Can I deploy multimodal models?

Yes.

Can I serve LLMs with inference engines other than vLLM?

Yes. You can use other solutions such as Ollama, TensorRT, and NIM.

What if I don’t have GPUs yet. Can I deploy LLMs to CPUs with AI Blueprints?

Yes. We have a blueprint specifically for CPU inference that runs Ollama on CPUs.

Can I use AI Blueprints with NIM and NeMo?

Yes.

Does AI Blueprints have a command-line interface (CLI) and an API?

AI Blueprints currently provides an API (CLI is in development).
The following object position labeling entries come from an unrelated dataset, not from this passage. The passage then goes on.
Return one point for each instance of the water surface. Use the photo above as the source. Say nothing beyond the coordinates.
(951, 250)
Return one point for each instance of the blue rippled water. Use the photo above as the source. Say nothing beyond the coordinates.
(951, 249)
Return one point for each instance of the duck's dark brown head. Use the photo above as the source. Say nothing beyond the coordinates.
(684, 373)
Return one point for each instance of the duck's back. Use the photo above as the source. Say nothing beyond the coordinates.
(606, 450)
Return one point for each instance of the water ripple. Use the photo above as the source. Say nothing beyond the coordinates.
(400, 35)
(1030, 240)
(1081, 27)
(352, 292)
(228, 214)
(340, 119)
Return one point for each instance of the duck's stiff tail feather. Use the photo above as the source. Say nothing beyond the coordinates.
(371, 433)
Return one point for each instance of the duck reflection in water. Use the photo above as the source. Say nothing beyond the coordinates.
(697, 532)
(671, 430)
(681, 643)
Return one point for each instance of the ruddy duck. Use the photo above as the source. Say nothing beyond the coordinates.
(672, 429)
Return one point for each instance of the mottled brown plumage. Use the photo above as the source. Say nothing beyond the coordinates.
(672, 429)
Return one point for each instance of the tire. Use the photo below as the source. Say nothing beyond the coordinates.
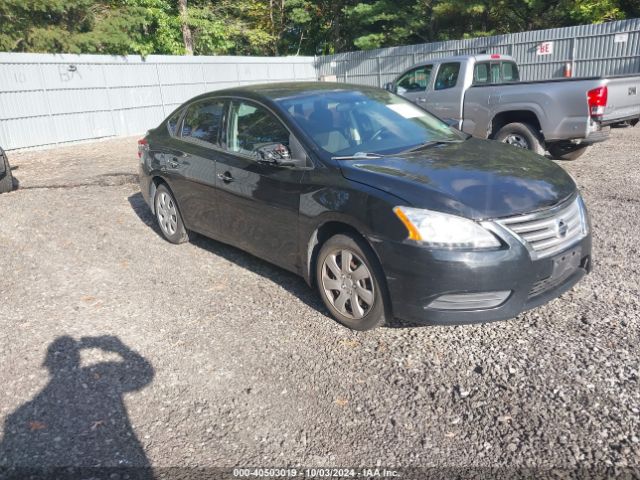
(563, 151)
(339, 288)
(6, 182)
(521, 135)
(168, 216)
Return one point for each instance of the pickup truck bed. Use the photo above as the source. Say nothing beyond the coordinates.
(484, 97)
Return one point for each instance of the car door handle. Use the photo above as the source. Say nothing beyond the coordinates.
(225, 177)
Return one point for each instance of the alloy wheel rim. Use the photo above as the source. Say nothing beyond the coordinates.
(517, 141)
(167, 214)
(348, 283)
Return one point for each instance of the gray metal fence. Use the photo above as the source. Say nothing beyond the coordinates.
(51, 99)
(601, 49)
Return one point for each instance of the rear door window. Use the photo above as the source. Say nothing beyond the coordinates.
(172, 123)
(415, 80)
(447, 76)
(252, 127)
(202, 122)
(510, 72)
(495, 72)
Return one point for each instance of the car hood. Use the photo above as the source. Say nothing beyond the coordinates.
(478, 179)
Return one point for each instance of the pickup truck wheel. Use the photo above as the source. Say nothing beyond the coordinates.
(521, 135)
(6, 182)
(563, 151)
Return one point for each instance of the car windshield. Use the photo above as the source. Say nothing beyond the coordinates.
(347, 122)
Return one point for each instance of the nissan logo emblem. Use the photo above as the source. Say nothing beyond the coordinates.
(562, 229)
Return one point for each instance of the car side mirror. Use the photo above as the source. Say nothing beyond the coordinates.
(452, 123)
(277, 154)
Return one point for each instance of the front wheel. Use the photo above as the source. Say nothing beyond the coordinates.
(521, 135)
(351, 283)
(564, 151)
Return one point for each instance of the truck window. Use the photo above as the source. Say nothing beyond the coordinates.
(447, 76)
(415, 80)
(510, 72)
(495, 72)
(481, 74)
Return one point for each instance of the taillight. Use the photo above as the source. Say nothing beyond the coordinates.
(597, 100)
(143, 145)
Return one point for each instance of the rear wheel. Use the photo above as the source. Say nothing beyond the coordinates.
(566, 151)
(521, 135)
(351, 283)
(6, 182)
(168, 216)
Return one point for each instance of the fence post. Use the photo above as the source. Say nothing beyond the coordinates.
(164, 113)
(574, 41)
(107, 90)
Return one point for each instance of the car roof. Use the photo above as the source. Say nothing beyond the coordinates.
(277, 91)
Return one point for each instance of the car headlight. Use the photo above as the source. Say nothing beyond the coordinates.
(441, 230)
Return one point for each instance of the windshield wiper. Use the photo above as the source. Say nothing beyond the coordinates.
(358, 155)
(431, 143)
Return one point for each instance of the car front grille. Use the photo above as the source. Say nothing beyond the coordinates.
(546, 284)
(550, 231)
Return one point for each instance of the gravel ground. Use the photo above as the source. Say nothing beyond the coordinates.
(118, 348)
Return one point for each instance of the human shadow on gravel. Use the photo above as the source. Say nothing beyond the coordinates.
(79, 419)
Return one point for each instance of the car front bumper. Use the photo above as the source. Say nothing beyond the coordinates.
(416, 277)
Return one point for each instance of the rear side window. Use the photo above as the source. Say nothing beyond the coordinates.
(510, 72)
(415, 80)
(481, 73)
(172, 123)
(252, 127)
(447, 76)
(495, 72)
(202, 122)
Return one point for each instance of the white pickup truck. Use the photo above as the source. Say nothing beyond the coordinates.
(482, 95)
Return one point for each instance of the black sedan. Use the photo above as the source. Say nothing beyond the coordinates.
(380, 205)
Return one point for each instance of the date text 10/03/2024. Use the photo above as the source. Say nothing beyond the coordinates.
(363, 473)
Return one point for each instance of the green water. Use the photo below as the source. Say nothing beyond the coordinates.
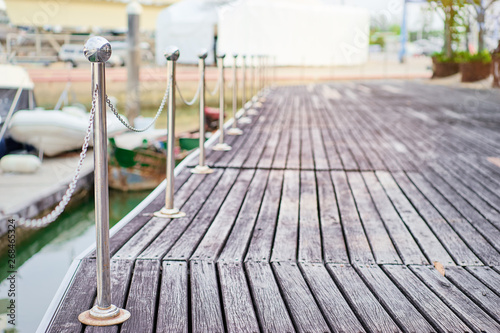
(43, 258)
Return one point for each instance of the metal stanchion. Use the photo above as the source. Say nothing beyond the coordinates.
(244, 103)
(251, 111)
(221, 146)
(98, 51)
(169, 211)
(234, 130)
(201, 168)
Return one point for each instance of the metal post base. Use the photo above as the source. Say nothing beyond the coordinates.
(252, 112)
(173, 213)
(222, 147)
(104, 317)
(245, 120)
(234, 131)
(202, 170)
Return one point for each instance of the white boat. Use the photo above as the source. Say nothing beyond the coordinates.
(56, 131)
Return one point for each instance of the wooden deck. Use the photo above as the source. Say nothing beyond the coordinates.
(330, 214)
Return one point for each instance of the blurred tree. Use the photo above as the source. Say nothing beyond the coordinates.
(453, 22)
(481, 6)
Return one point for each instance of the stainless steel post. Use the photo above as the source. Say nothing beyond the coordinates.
(255, 82)
(169, 211)
(98, 51)
(221, 146)
(201, 168)
(234, 130)
(244, 103)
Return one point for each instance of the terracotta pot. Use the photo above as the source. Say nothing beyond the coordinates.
(475, 71)
(443, 69)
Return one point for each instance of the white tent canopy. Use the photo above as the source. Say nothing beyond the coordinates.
(296, 33)
(189, 25)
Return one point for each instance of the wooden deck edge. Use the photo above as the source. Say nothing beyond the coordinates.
(58, 297)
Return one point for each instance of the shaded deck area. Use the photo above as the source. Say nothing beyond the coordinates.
(338, 210)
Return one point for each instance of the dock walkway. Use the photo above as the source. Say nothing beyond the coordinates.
(339, 210)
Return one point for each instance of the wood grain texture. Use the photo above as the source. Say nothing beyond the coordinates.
(335, 308)
(205, 302)
(379, 239)
(171, 233)
(427, 240)
(334, 248)
(261, 242)
(237, 302)
(301, 304)
(237, 242)
(456, 300)
(214, 238)
(309, 229)
(79, 298)
(121, 274)
(393, 300)
(173, 311)
(475, 290)
(269, 305)
(285, 241)
(357, 243)
(364, 303)
(141, 301)
(431, 306)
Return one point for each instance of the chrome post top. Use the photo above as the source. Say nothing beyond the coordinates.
(172, 53)
(97, 49)
(202, 54)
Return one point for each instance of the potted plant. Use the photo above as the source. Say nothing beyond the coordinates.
(474, 67)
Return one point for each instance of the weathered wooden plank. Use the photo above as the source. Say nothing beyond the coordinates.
(269, 305)
(214, 238)
(121, 271)
(301, 304)
(482, 225)
(173, 305)
(78, 299)
(261, 242)
(469, 234)
(309, 230)
(452, 296)
(431, 306)
(237, 302)
(364, 303)
(285, 240)
(186, 244)
(443, 231)
(488, 276)
(398, 306)
(475, 290)
(357, 243)
(489, 212)
(334, 248)
(205, 302)
(142, 296)
(380, 242)
(142, 238)
(131, 228)
(166, 238)
(237, 242)
(335, 308)
(430, 245)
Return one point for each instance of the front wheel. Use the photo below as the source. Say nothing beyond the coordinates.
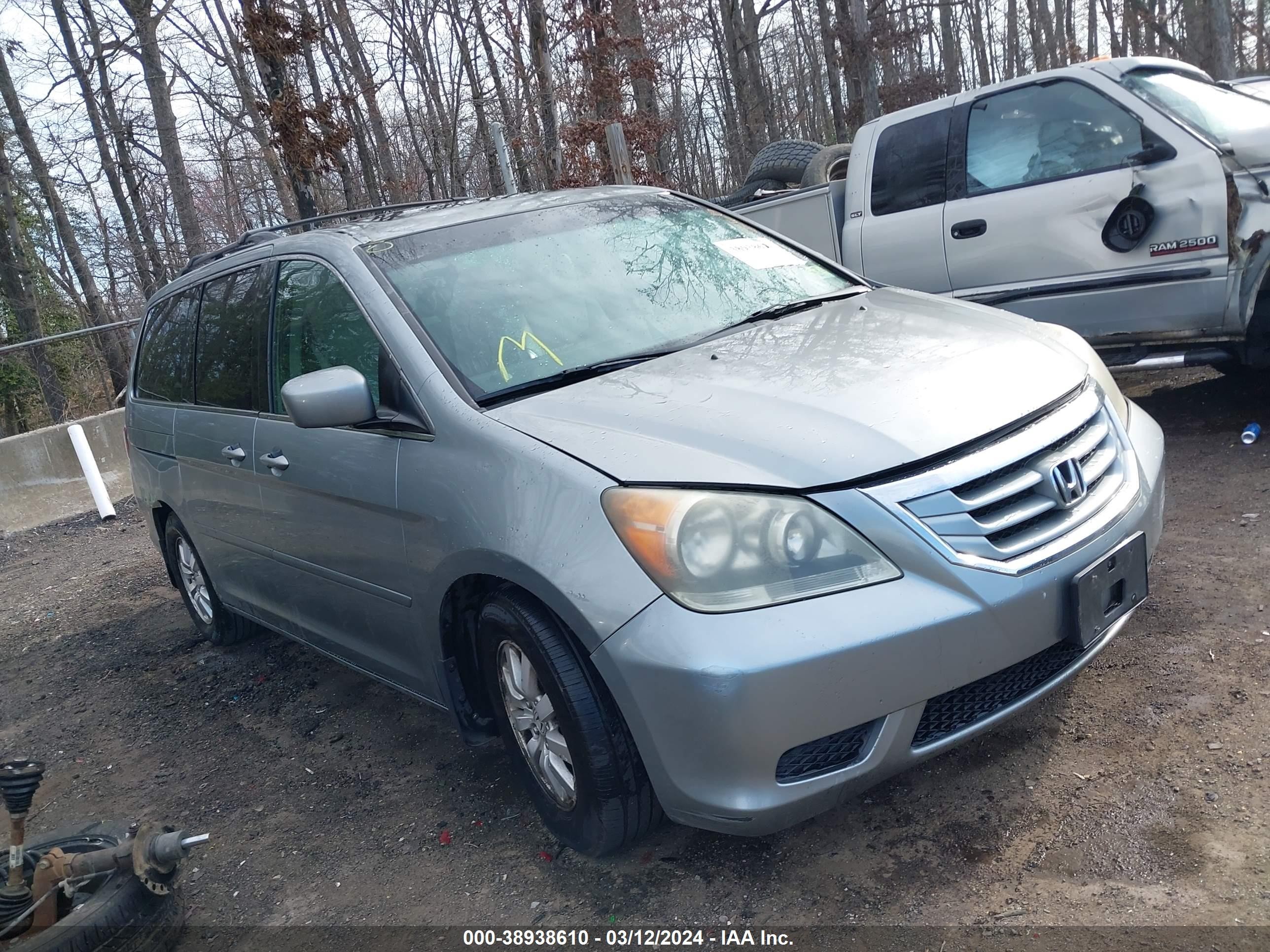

You can also leverage the Kueue CLI for job orchestration and scheduling with AI Blueprints.

What value does AI Blueprints provide?

With OCI AI Blueprints, you can benefit in the following ways:

  • Deploy GenAI workloads in minutes via a simplified set-up flow with blueprints and clear guidance.
  • Gain a shorter time to production and faster realized value of OCI compute for GenAI by reducing the amount of time spent on initial setup and ongoing maintenance.
  • Use self-service onboarding to GPUs for GenAI with extensive documentation and a heavy emphasis on the end user experience with easy-to-consume portals and APIs.